Hannah Arendt and World-Building Through Photography.
‘We are free to change the world and start something new in.’ Hannah Arendt.
I was introduced to the work of philosopher Hannah Arendt, and her concept of ‘world-building’ during the CATALYST by Winchester College Horizons Summer programme 2024. One of our tutors, Dr Beth Mackintosh, introduced her ideas and outlined how for Arendt, ‘world-building’ is the human creation and sustaining of a shared world through our art, objects, space and structures. These individual and communal creative endeavours, that endure over time, helps us as humans to shape and makes sense of our complex and messy lives.
I was joined by a dynamic cohort of students from across the globe and one of our challenges was to take a philosophical walk, engage with philosophical readings, and to take pictures of our little part of the world, or our ‘stomping ground’, as Beth referred to it. We then shared our reflections and our unique contexts and communities through these photos. I proudly shared my beautiful walk through my neighbourhood in Tunis, and as a keen photographer I asked to showcase some of my work beyond the 4-5 photos that were required for this part of the challenge. This sharing of our worlds, through our collective photos, became a daily ritual and we were keen that this truly human activity, as Arendt would see it, would sustain and continue and hold us together as a group of students who had shared each other’s worlds, and who were soon to become CATALYST Alumni.

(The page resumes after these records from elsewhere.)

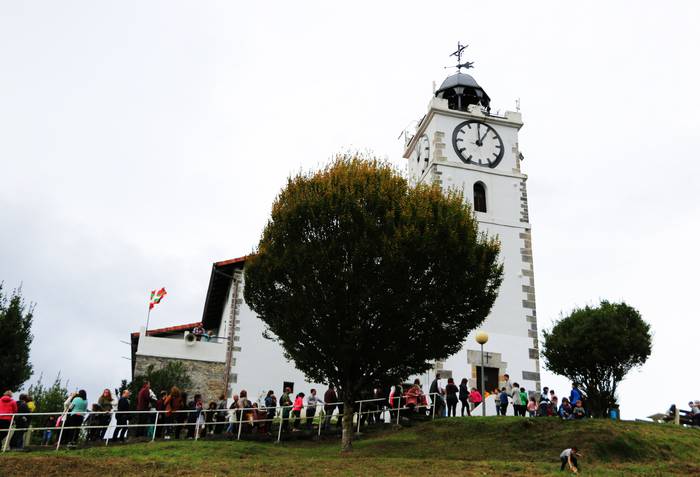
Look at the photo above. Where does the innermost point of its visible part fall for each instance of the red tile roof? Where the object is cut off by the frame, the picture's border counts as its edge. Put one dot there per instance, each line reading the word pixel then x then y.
pixel 229 262
pixel 169 329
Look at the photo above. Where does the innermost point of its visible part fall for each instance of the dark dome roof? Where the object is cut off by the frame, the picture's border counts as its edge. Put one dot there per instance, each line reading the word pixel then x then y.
pixel 460 90
pixel 458 79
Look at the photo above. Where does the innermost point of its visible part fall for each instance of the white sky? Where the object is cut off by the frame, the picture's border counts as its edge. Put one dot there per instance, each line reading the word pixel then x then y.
pixel 141 141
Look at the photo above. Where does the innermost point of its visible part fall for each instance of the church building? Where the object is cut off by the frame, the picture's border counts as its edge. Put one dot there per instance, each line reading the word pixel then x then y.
pixel 459 143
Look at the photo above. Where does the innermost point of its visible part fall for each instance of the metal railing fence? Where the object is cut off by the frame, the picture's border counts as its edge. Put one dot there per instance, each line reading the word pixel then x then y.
pixel 236 419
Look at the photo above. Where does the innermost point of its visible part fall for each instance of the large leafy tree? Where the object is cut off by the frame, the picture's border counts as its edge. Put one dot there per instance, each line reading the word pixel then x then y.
pixel 364 279
pixel 51 398
pixel 15 340
pixel 596 347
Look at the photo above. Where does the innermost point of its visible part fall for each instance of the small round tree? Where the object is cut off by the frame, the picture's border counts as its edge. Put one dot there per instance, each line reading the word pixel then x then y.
pixel 596 347
pixel 364 280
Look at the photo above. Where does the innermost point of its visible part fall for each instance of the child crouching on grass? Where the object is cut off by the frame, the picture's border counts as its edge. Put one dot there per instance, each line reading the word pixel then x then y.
pixel 568 458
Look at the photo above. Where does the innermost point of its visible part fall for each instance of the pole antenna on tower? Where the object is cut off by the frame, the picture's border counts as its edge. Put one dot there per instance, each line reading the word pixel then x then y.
pixel 458 54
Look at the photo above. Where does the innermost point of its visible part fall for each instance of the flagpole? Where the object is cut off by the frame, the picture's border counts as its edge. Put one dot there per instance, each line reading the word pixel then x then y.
pixel 148 317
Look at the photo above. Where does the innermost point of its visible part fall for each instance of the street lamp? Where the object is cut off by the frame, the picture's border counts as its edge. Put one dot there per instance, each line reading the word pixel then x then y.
pixel 482 337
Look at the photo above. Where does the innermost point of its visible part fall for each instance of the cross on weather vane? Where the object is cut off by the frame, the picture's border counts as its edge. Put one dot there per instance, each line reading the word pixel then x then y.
pixel 458 54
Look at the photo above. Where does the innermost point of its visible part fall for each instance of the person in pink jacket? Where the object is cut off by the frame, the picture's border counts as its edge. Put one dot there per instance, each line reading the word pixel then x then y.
pixel 474 398
pixel 8 406
pixel 296 410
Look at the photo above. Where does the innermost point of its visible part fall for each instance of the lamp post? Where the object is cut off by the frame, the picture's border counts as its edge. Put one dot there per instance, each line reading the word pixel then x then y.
pixel 482 337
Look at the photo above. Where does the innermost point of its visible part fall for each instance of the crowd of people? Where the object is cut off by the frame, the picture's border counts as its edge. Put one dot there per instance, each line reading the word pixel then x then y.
pixel 173 414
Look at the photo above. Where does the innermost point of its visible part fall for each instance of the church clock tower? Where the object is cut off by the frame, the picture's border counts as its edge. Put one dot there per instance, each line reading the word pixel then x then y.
pixel 460 144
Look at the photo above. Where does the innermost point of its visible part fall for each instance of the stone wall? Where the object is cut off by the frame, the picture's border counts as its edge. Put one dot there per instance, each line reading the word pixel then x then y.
pixel 207 377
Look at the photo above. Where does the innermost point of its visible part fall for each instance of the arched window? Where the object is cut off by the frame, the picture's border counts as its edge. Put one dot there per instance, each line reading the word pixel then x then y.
pixel 479 197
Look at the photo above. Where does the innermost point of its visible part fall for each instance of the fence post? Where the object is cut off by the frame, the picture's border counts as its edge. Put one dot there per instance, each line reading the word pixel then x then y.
pixel 196 427
pixel 155 427
pixel 9 434
pixel 279 432
pixel 60 434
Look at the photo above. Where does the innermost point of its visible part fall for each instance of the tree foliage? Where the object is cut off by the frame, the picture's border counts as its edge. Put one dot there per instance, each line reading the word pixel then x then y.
pixel 51 398
pixel 15 340
pixel 596 347
pixel 364 280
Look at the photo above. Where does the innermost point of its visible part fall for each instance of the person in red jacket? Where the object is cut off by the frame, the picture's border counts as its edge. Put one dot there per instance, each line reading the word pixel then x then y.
pixel 8 406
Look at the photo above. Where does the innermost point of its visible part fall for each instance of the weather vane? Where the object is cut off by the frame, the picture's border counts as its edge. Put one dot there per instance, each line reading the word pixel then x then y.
pixel 458 54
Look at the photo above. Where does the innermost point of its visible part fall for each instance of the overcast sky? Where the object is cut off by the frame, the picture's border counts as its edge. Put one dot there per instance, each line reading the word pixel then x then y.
pixel 142 141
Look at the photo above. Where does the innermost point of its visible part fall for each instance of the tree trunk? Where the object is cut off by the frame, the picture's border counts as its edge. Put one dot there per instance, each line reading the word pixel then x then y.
pixel 348 428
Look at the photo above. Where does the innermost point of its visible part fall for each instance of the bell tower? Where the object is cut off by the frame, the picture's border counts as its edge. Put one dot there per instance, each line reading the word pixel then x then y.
pixel 460 143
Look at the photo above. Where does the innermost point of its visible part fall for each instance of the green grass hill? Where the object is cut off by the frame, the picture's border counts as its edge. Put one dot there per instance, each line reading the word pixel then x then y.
pixel 457 446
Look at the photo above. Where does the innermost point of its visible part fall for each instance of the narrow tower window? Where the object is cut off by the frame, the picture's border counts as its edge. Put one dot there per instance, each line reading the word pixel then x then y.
pixel 479 197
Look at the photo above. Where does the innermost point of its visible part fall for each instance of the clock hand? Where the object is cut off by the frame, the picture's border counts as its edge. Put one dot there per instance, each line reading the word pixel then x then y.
pixel 481 139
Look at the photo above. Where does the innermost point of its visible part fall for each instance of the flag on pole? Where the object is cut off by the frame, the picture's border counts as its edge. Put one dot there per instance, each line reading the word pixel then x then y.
pixel 156 297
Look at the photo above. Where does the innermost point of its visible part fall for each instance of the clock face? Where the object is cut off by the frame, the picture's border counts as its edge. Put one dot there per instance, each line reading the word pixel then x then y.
pixel 423 148
pixel 477 143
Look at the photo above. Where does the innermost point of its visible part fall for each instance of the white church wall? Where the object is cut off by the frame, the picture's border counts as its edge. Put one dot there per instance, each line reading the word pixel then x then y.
pixel 178 348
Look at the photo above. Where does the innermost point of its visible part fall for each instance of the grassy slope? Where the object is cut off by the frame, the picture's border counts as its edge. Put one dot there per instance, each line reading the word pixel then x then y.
pixel 473 446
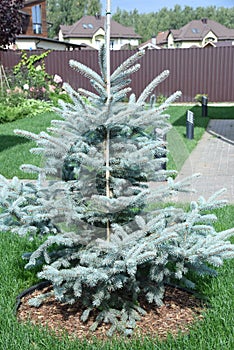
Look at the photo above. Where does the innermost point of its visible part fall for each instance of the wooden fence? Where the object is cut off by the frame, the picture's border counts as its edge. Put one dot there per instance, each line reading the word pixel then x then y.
pixel 193 71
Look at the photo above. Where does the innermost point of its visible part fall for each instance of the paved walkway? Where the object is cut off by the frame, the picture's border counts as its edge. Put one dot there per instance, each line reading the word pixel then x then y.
pixel 213 158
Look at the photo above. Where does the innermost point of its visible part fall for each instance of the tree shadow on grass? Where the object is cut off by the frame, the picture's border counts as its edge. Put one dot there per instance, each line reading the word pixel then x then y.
pixel 199 121
pixel 8 141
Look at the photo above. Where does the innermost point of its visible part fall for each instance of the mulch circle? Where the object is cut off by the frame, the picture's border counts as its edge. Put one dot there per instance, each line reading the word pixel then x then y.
pixel 180 310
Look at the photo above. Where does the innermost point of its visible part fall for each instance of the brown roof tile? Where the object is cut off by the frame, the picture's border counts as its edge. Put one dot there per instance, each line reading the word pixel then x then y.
pixel 87 26
pixel 197 29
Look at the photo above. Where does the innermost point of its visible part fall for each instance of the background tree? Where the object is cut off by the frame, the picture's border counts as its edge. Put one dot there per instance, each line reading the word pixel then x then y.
pixel 69 11
pixel 10 21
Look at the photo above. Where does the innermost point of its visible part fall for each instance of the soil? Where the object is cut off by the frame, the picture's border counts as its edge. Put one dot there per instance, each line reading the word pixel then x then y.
pixel 179 311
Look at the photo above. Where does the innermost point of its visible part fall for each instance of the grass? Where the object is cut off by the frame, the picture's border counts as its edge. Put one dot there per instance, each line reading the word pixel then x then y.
pixel 214 332
pixel 15 150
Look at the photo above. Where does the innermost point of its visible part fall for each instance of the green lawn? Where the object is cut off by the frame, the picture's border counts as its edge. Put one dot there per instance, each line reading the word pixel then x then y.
pixel 15 150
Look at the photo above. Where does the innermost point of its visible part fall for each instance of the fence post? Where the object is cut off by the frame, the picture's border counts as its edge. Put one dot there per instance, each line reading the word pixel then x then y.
pixel 190 125
pixel 204 106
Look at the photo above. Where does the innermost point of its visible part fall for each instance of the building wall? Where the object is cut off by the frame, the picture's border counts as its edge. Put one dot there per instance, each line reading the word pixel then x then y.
pixel 28 9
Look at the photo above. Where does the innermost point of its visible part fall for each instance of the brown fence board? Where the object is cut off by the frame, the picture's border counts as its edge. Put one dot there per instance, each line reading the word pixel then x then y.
pixel 209 70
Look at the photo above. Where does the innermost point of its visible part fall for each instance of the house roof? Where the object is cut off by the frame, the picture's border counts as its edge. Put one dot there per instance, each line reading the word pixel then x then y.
pixel 149 44
pixel 29 2
pixel 198 29
pixel 39 39
pixel 87 26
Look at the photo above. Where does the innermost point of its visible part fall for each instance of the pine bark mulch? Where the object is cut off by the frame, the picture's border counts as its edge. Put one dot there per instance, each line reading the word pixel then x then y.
pixel 179 311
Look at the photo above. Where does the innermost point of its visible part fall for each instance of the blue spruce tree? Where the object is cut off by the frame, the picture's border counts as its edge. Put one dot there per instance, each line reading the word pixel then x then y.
pixel 110 241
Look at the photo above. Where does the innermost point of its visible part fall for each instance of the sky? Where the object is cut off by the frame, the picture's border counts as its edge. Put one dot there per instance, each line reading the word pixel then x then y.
pixel 144 6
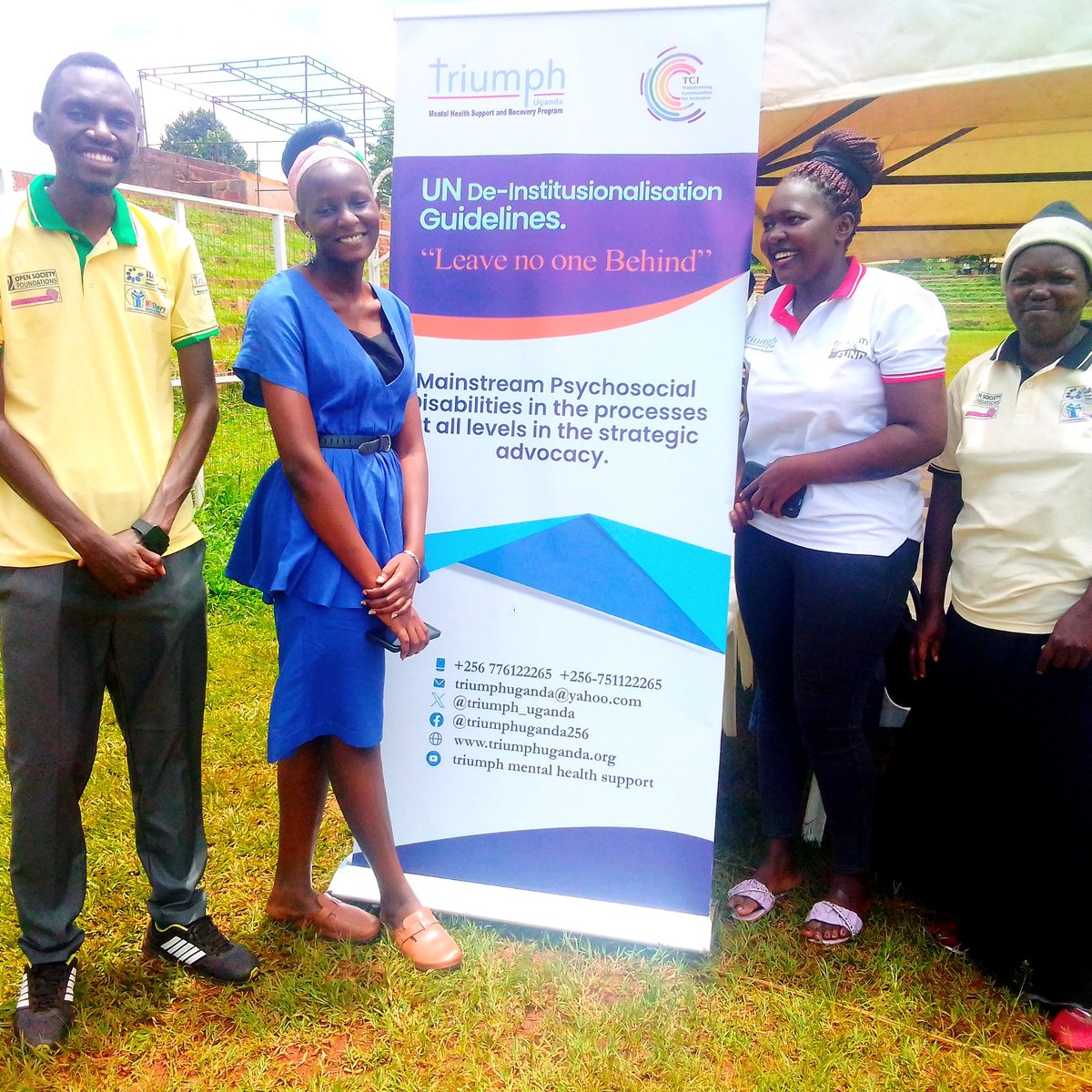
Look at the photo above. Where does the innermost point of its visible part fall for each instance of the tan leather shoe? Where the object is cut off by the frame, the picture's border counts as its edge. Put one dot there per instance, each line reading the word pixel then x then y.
pixel 427 944
pixel 338 921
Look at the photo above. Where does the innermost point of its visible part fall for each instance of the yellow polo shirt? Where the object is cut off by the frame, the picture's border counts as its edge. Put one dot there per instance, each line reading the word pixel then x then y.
pixel 1022 447
pixel 86 333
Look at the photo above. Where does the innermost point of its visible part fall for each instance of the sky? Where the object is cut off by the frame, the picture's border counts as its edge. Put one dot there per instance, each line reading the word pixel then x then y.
pixel 355 36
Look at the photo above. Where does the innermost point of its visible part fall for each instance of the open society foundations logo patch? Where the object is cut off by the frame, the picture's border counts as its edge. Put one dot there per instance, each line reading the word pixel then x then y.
pixel 672 88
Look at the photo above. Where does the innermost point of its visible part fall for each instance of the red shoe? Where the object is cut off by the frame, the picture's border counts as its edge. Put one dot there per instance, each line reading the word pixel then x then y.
pixel 1073 1029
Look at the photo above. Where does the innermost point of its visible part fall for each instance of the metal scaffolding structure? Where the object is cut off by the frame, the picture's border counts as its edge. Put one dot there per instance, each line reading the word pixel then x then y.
pixel 279 92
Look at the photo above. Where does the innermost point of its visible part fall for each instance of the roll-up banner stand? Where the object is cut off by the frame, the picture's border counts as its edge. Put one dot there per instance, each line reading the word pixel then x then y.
pixel 573 199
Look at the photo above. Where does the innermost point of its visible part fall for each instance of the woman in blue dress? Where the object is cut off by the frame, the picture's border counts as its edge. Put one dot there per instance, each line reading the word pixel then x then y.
pixel 334 539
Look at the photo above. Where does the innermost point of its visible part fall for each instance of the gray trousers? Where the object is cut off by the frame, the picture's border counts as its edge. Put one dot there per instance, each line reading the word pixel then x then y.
pixel 65 642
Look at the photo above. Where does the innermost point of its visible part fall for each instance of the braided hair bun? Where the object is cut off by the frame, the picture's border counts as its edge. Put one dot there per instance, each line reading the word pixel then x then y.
pixel 842 167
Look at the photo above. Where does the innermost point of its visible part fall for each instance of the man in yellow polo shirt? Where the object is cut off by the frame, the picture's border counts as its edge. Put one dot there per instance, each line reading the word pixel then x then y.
pixel 101 578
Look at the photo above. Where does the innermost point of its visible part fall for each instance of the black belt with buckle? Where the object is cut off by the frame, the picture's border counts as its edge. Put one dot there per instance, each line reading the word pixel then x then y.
pixel 365 445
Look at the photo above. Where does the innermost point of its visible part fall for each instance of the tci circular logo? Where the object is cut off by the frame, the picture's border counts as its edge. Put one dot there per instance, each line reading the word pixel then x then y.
pixel 674 88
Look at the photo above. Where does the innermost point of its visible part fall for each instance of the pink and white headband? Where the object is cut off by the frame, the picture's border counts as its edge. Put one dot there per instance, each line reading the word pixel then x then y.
pixel 329 147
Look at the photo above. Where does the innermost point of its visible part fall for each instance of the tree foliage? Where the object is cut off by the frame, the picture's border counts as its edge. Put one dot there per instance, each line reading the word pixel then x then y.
pixel 197 134
pixel 381 154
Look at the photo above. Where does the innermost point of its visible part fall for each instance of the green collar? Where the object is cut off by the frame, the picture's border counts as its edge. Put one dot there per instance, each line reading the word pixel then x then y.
pixel 44 214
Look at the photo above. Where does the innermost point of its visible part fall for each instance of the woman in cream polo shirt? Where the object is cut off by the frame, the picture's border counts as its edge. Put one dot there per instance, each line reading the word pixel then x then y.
pixel 1000 746
pixel 845 399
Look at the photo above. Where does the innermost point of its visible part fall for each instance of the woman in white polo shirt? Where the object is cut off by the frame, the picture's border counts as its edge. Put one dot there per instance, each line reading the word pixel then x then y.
pixel 996 765
pixel 845 399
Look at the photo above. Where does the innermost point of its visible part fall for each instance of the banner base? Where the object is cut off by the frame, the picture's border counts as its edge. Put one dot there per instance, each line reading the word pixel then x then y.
pixel 643 925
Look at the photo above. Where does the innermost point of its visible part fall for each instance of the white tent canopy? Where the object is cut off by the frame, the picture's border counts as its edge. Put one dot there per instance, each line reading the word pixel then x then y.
pixel 983 109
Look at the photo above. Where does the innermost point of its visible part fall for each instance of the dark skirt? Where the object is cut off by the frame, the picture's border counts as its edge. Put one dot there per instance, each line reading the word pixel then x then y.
pixel 986 812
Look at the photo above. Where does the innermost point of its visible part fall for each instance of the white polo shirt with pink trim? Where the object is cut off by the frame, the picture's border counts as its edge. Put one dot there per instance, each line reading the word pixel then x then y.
pixel 819 385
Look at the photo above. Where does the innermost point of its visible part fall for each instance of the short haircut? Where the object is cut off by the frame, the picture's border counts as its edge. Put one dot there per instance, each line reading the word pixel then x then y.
pixel 76 60
pixel 308 136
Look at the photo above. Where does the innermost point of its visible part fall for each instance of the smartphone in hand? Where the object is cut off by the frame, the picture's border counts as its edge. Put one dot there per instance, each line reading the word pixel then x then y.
pixel 792 507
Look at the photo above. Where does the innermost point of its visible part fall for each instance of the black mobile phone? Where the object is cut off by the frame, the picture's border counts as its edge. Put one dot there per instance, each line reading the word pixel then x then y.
pixel 391 643
pixel 792 507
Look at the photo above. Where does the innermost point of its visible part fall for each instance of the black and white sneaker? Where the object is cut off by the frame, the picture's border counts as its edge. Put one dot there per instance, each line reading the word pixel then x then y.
pixel 201 948
pixel 44 1010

In April 2025 (and Spring Break) we launched our weekly #shareyourworld #worldbuidlingphotography project via our CATALYST by Winchester College Instagram page (and via the LinkedIn platform). This sought to knit our CATLYST Alumni together, but to also encourage the sort of goodwill and the adventurous enjoyment of diverse perspectives and literal worldviews that Arendt would espouse. We not only share our worlds via photography, but also our reading. I have just read Lyndsey Stonebridge’s biography of Arendt, We are Free to Change the World, and the book ends with Arendt’s rallying cry: ‘Now pay attention and get on with the work.’ Timely stuff!